As I took the dog out for our early morning walk on Friday, I spotted her best friend down the street. Dolly, whose head rises a little over 18 inches off the ground, could see only the driveway rising in front of her. I, being four feet taller, could see over the rise of the drive and down the roadway two blocks to the corner, where Kaia was sitting.
At that moment, I became a visionary and prophet. Because of my wide-angle view, I could see what was going to happen before it happened. I knew that Dolly and Kaia were destined to meet on the road sometime in the next thirty seconds, joyously whining and wagging and sniffing each other’s bottoms. It was as if the future had been laid out on a spatial plane.
When spiritual teachers talk about consciousness, they’re not talking about the kind of barely conscious existence that marks so much of our lives—like when I find myself grabbed by the news and not able to notice that my jaw is painfully clenched. Consciousness, in spiritual terms, is a quality of attention. It is non-reactive: attention is not taken bysomething, but rather given to something. Paying attention becomes a matter of choice, rather than something that happens to me. This form of attention is work. What it means right now is that I have to choose to concentrate on writing, instead of checking my email or getting up for a cup of tea or any other of the millions of distractions the world offers.
Those millions of distractions can seem awfully important. I will confess that I spent much of yesterday glued to a news feed about the impeachment of D. Trump in the U.S. Congress. As the mess of the world continues unabated—which it always does—I expect that there will other days when I find my attention well and thoroughly grabbed. When I descend into mechanical being rather than a focused point of attention.
But most days I fight this unconscious behaviour, because it puts me down at doggy-eye-level.
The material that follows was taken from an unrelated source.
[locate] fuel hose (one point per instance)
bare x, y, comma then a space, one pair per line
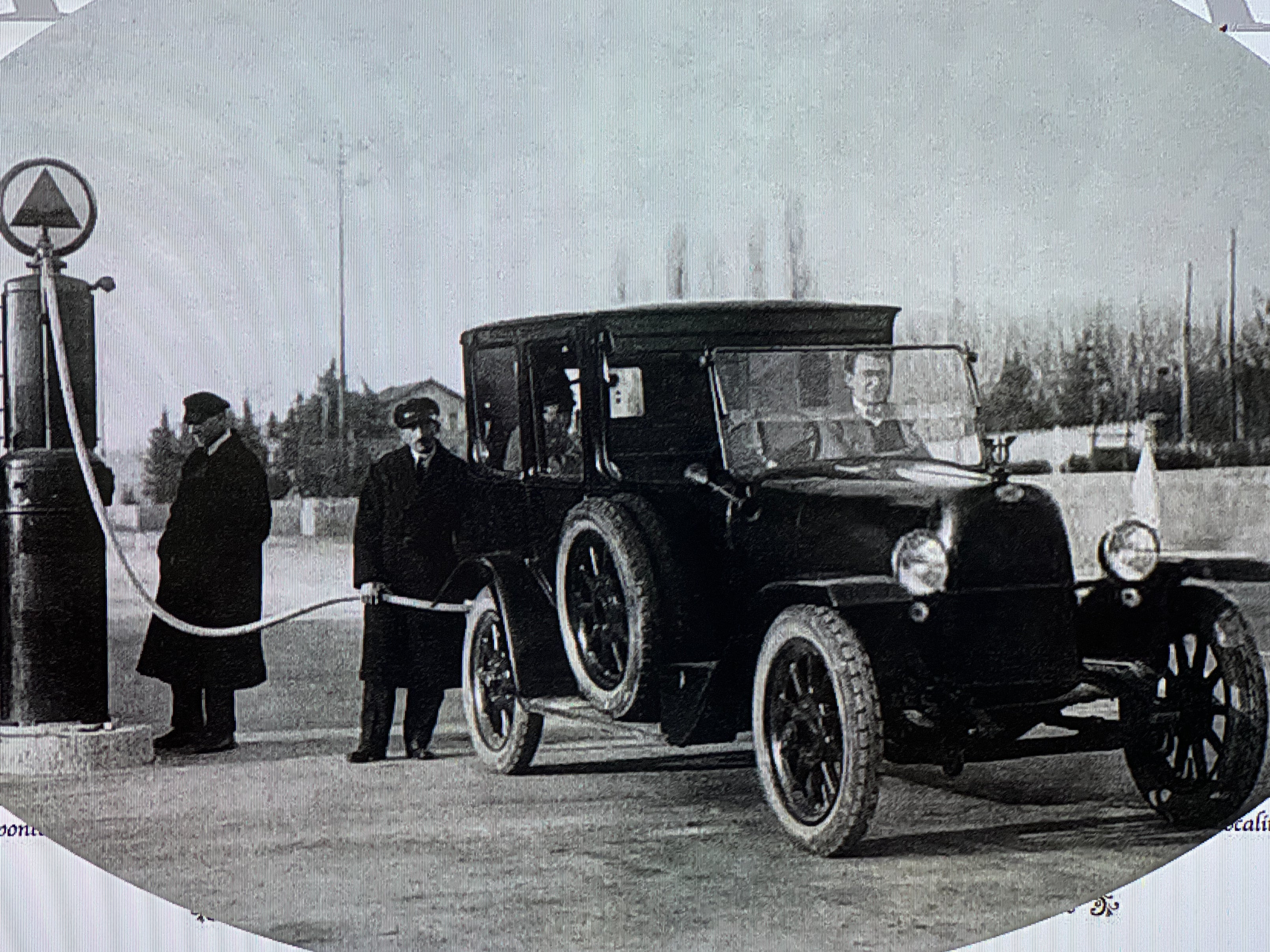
49, 289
When I’m in the world of consciousness-grabbing stuff, I can’t see any further than the road that rises in front of me. It becomes impossible to imagine anything other than what what’s right ahead. There’s no future different from the present that I see down here at ground level.
But when we rise up taller than a dog, so to speak—when we free ourselves from being grabbed, when we calm down and look out over the landscape—life takes on a different quality. If our standpoint is geological time, we are just one of the millions of species that come and go. From the historical view, civilizations rise and fall. From a cosmic perspective, we see the endless creativity of the universe. And from the vantage point of the shimmering depths of Oneness, we simply dwell in the love that connects everything, regardless.
BUT…there’s something more than just a bigger perspective at work, when you’re taller than a dog. This new vantage point also allows us to think about causality in a different way.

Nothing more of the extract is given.